Border Terrier history is just a few centuries old. These dogs emerged at the end of 18th century. Farmers in the northeast regions of England wanted a dog that could control the fox population. The Border Terrier had the stamina, long legs, small head, and narrow body to keep up with the horses and flush the foxes from small hiding places.
Originally called the Coquetdale Terrier and the Redesdale Terrier depending on where the dog was from, the name "Border Terrier" did not come about until the end of the 18th century. They are related to the Bedlington Terriers and Dandie Dinmont Terriers. The Border Terriers worked alongside the Border Foxhounds, and they were a greatly prized pair that was said to be better than any other set of dogs when hunting foxes.
For the next century or so, these dogs remained essentially the same. They were first shown at dog shows toward the end of the 19th century, when they were noted at the Bellingham show. Unfortunately, few records seem to exist and what is available may not be available widely.

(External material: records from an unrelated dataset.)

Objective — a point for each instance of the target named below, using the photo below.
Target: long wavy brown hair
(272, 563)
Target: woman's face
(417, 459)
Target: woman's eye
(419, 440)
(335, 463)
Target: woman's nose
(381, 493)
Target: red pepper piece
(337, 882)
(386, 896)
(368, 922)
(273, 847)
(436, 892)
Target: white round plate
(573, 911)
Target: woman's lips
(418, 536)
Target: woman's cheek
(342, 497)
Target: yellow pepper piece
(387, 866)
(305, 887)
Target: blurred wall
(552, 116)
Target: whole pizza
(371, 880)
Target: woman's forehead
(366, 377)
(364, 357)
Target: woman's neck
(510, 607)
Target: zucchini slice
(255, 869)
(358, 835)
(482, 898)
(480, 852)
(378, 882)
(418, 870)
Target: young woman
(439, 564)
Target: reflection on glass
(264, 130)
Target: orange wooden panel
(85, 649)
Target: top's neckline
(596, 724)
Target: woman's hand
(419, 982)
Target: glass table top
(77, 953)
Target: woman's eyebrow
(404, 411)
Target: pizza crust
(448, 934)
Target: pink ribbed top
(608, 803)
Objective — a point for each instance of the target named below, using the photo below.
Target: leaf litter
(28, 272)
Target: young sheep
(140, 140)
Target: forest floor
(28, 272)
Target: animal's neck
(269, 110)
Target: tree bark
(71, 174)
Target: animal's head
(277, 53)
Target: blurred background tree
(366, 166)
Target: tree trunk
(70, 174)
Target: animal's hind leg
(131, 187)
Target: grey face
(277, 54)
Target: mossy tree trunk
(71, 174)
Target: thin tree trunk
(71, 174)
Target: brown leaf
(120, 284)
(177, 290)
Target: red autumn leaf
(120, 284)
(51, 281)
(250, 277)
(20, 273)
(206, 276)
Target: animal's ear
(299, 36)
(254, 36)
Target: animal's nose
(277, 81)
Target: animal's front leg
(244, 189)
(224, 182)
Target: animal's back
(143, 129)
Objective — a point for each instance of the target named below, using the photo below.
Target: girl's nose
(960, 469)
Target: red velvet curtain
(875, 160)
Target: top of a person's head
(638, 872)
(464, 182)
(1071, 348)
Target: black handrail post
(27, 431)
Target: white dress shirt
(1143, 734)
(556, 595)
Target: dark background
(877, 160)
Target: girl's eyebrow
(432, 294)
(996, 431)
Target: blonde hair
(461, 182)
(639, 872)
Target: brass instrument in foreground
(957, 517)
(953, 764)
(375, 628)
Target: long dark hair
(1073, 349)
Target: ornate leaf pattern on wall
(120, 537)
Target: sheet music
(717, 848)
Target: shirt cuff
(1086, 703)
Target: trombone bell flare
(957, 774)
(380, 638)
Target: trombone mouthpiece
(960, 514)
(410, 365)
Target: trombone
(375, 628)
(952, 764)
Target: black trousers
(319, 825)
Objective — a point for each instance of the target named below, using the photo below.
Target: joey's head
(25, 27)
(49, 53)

By the early 20th century, records and recognition began to emerge. The British Kennel Club registered its first border Terrier in 1913, but it was under a relatively non-descriptive category title "Any Breed or Variety of British, Colonial, or Foreign Dog -- Not Classified." In 1914, an attempt to get a separate breed registry was made but rejected. In 1920, formal recognition was finally attained. That year, the Border Terrier Club was founded.
In Harwick, the Club was formed with a bit of controversy. There were those who believed that forming a club would allow the breed to be ruined for the sake of show conformation. Nonetheless, the two sides managed to draw up a standard. When the Club was accepted into The Kennel Club in September of that year, there were 121 members listed.